En mi desvele fueron los nuevos vecinos los que captaron mi atención mientras reposaba tumbada en mi camita. Vocearon como viejorras en el patio cual corrillo, lo cual llamó mi atención haciéndome ejercer de cotilla del pueblo. Por supuesto, una mirada fulminante del vecino, me hizo esconderme tras la cortina. Pero en la ida a esconderme, pude percibir una enorme luna llena en el cielo.

En mi aburrimiento, cogí la cámara de fotos y en cuanto se recogieron los vecinos me saqué por la ventana a "afotar", con tan mala suerte que cogía los laterales de los edificios, y entre eso y que el alcance del flash es irrisorio, la foto era un botón sobre fondo negro con laterales marrones y verdes. Vi la iluminación al pensar que desde la cocina podría hacer mejor foto y corrí. Abrí la ventana y mi gozo en un pozo al ver que desde allí no veía la luna.

Volvía a mi habitación con gran pena cuando la puerta del baño me hizo sonreír. La pequeña ventana que daba a la bañera tenía vistas perfectas a la luna. Encendí mi cámara e intenté hacer la foto pero no era capaz de ponerme cómoda, la bañera me molestaba, así que opte por meterme en ella sin tener en cuenta mi pasado oscuro con la misma.

En cuanto puse el segundo piecito en la bañera e intenté al mismo tiempo enfocar me resbalé y casi me accidento perjucialmente. Por suerte, me pude apoyar a tiempo sin sufrir daño alguno mi cámara. Yo supongo que encontraré alguna que otra decoloración en la piel del muslo.

23 junio 2009

Patio de juegos

Solíamos quedar en la entrada un grupo reducido de amiguetes para hacer novillos, especialmente cuando no apetecía ir a clases de religión (asignatura obligatoria en tiempos antiguos). Casi siempre, acostumbrábamos a bajar a la sala de juegos. A Sam y a mi nos gustaba mucho el billar, aunque no teníamos ni pajolera idea de jugar bien. Un día, uno de los chicos que acostumbraba partirse de risa al vernos jugar se acerco a nosotras, y decidió darnos una clase magistral de manejo de taco. Nos hicimos amiguitos, y llegamos a organizar competiciones ridículas en las que Sam y yo contra él siempre perdíamos. Fueron dos años estupendos, cuando hacía buen tiempo nos tirábamos en el parque a cantar o a escuchar música hasta que refrescaba, luego, nos íbamos a la sala. Aquí reconozco haberme saltado algo más que las clases de religión.

El tercer año Sam dejó el insti, hacía años se había enamorado de un chico el cual su madre le prohibía ver. Decidió dejarlo todo, incluso la casa de su madre e irse con él. Ese año fue aburrido, no había partidas de billar, ni sesiones de parque ....

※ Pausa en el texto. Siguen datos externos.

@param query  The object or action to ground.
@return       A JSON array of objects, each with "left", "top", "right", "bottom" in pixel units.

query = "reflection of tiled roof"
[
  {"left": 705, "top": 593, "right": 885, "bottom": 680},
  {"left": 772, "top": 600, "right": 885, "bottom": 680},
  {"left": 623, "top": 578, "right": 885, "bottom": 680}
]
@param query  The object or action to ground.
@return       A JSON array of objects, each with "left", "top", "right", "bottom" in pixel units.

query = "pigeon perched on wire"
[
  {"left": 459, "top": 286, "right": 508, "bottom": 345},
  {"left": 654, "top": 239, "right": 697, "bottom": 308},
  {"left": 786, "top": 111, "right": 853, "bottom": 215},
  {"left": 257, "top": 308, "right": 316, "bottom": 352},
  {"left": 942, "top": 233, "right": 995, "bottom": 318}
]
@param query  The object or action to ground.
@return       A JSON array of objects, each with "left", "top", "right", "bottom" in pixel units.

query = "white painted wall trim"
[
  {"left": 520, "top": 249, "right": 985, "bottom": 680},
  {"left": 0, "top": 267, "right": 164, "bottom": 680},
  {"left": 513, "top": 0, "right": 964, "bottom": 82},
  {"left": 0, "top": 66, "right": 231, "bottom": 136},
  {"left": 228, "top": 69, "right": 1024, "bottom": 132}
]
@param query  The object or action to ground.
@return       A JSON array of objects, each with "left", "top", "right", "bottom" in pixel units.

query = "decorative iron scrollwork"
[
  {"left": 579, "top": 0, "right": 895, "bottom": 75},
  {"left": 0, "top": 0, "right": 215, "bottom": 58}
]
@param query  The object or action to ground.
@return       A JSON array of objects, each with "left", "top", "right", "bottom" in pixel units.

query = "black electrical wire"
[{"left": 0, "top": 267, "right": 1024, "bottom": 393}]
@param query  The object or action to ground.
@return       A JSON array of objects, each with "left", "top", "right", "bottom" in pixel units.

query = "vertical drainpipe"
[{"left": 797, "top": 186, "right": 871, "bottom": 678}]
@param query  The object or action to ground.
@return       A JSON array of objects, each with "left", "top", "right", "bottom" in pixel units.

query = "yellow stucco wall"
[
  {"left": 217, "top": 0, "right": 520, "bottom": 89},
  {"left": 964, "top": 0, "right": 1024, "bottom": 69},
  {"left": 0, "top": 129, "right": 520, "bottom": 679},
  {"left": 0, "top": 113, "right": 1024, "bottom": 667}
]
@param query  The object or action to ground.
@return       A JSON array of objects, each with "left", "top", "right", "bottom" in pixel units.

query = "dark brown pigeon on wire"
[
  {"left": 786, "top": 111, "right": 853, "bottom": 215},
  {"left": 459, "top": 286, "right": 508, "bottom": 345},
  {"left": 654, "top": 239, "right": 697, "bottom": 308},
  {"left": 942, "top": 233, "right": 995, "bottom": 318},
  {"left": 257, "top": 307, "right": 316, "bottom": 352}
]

Todo cambio cuando conocí a Maite, otra aficionada al juego. Nos caía muy mal el profesor de biología, era un auténtico ogro, y no de fealdad precisamente. Nos escribíamos notas para reírnos de él....En el rato en el que nos dejaban salir, Maite y yo bajábamos a la cafetería. Al principio eran sólo charlas, hasta que un día encontramos en la única mesa vacía un tablero de ajedrez. Ese día descubrí que mi amiguita era un hacha de los juegos , no sólo de tablero sino también de las cartas.

Me enseñó a jugar al ajedrez, yo era tan borrica que a veces ella me dejaba ganar para que no me desanimara. Con el tiempo, no conseguí ganarle pero aprendí a jugar lo suficiente como para ganarle a otros.

Cuando terminamos en le insti, hicimos un curso de informática juntas. Teníamos casi una hora de descanso así que fuimos a por los juegos de cartas. Maite era increíble!!! no se le resistía nada. Nos obsesionamos, pues no llegamos a entablar amistad con casi nadie del curso en los casi cuatro meses de duración. Era casi un ritual sentarse a jugar a las cartas....cada día uno o dos juegos diferentes. Años después, y habiendo perdido el hábito de jugar me permití mantear a un viejete de la asociación de fiestas del pueblo al cinquillo. ¡¡Fue muy emocionante !!

Por desgracia, me he olvidado jugar durante años. Casi no me acuerdo cómo se juega a la mayoría de los juegos de cartas que Maite me enseñó. Estoy totalmente desentrenada con el ajedrez. Y daría lo que fuera por una partida al billar con Sam. Pero la vida es así, toda ella muy silvestre.

Hace dos semanas un mail con un juego al ajedrez me hizo jugar de nuevo. Y recordé a Maite, a Sam....Por suerte con Maite mantengo todavía una amistad lejana y de Sam no sé nada. Ojalá algún día nos reencontremos.